PARIS REVIEW INTERVIEWS ONLINE.

Great news, via Dwight Garner at the New York Times: the new editor of the Paris Review, Lorin Stein, has “made the entire run of The Paris Review’s storied interview series, previously almost impossible to find in electronic form, available there, free for the browsing.” Just go here and splash around to your heart’s content. I confess I never had much interest in the Paris Review otherwise, but the interviews are classic, and I doff my hat and bow deeply in Stein’s direction for this generous act.

Comments

  1. rootlesscosmo says:

    I recommend the interview with S.J. Perelman.

  2. aqilluqqaaq says:

    I’d go a long way to read Tolstoy’s Gerbil as a follow-up to Flaubert’s Parrot. But I might be biased: I was taught Frege by his brother.

  3. The interview with Orhan Pamuk is well worth reading. (And thanks for the heads-up — I had linked that interview, which has been online for a couple of years, from my Orhan Pamuk bibliography but they apparently reorganized their site when they were doing this, my old link does not work anymore.)

  4. In the 1960s, occasional commenter Tom Clark was the Poetry Editor of the Paris Review.

  5. Wow. That’s great. Thanks for the tip, Hat, although they are a bit distracting… like a big bowl of sunflower seeds.

  6. From the John Banville interview:

    INTERVIEWER
    Is rhythm as important as word choice to you?
    BANVILLE
    It all starts with rhythm for me. I love Nabokov’s work, and I love his style. But I always thought there was something odd about it that I couldn’t quite put my finger on. Then I read an interview in which he admitted he was tone deaf. And I thought, that’s it—there’s no music in Nabokov, it’s all pictorial, it’s all image-based. It’s not any worse for that, but the prose doesn’t sing.

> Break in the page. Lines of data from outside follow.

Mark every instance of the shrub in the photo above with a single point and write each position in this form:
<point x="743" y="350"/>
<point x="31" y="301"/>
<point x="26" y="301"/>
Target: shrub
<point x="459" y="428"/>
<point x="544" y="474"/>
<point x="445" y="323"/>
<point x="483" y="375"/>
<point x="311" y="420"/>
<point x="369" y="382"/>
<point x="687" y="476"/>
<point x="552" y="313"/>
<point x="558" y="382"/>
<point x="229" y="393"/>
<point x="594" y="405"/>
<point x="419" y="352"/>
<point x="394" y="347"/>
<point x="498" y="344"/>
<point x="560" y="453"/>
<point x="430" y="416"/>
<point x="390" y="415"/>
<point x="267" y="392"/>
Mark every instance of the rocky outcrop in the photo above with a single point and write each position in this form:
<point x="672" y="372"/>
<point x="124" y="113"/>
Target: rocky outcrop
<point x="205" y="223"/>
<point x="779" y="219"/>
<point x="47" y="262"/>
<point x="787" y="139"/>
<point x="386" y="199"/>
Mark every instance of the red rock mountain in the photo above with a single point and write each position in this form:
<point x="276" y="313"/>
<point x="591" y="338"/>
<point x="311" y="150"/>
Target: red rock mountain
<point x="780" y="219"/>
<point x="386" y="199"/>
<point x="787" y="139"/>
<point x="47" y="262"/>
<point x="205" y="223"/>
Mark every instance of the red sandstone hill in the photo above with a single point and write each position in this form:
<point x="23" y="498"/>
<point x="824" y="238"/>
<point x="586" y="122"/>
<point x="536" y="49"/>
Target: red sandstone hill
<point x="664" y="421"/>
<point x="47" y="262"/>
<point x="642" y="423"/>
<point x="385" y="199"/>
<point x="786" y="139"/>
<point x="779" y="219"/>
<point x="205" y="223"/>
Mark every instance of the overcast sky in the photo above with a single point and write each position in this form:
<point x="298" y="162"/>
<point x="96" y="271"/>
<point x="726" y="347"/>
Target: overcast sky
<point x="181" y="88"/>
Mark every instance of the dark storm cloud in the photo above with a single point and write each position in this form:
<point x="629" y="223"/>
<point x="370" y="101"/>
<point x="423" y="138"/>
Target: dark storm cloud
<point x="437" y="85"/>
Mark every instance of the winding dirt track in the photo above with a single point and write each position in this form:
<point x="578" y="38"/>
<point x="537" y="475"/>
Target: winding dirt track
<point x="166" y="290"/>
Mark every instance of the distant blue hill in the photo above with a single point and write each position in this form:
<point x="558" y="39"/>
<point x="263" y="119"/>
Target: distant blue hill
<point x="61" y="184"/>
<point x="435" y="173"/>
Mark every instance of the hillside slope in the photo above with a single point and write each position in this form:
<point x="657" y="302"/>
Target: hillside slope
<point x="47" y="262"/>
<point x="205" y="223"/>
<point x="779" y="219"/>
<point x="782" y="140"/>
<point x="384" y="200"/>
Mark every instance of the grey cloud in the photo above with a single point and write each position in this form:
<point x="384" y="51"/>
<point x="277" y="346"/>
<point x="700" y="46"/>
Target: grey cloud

    As if tone deafness had anything to do with… I’m sorry, I think the man can speak for himself:

    Lolita, light of my life, fire of my loins. My sin, my soul. Lo-lee-ta: the tip of the tongue taking a trip of three steps down the palate to tap, at three, on the teeth. Lo. Lee. Ta.

  7. Wow, what a stupid thing to say. But writers are not at their most objective when discussing the competition.

  8. And Nabokov said amazingly stupid things about Aksakov, Dostoevsky, Faulkner, and uncountable others, so he deserved a little return fire.

  9. What’s even stupider about Banville’s comment is that you can be completely tone deaf yet highly attuned to rhythm.
    Nabokov’s prose shows that he would have made a fine disco dancer if he had been brought up in the right time and place.

  10. marie-lucie says:

    you can be completely tone deaf yet highly attuned to rhythm.
    You can be completely deaf, period, yet highly attuned to rhythm (and even melody, like the deaf percussionist Evelyn Glennie).

  11. Exactly. You can also be a rhythmic virtuoso in one area and totally hopeless in another. You can’t cut wood without rhythm — not all carpenters are poets. And not all poets can dance.

  12. Yeats was said to be tone deaf. Contemporaries ridiculed his experiments intoning poetry to music.
    Nabokov’s brother was a composer.
    The concept of tone-deafness is not a straightforward one. It usually means no more than lack of a certain kind of training.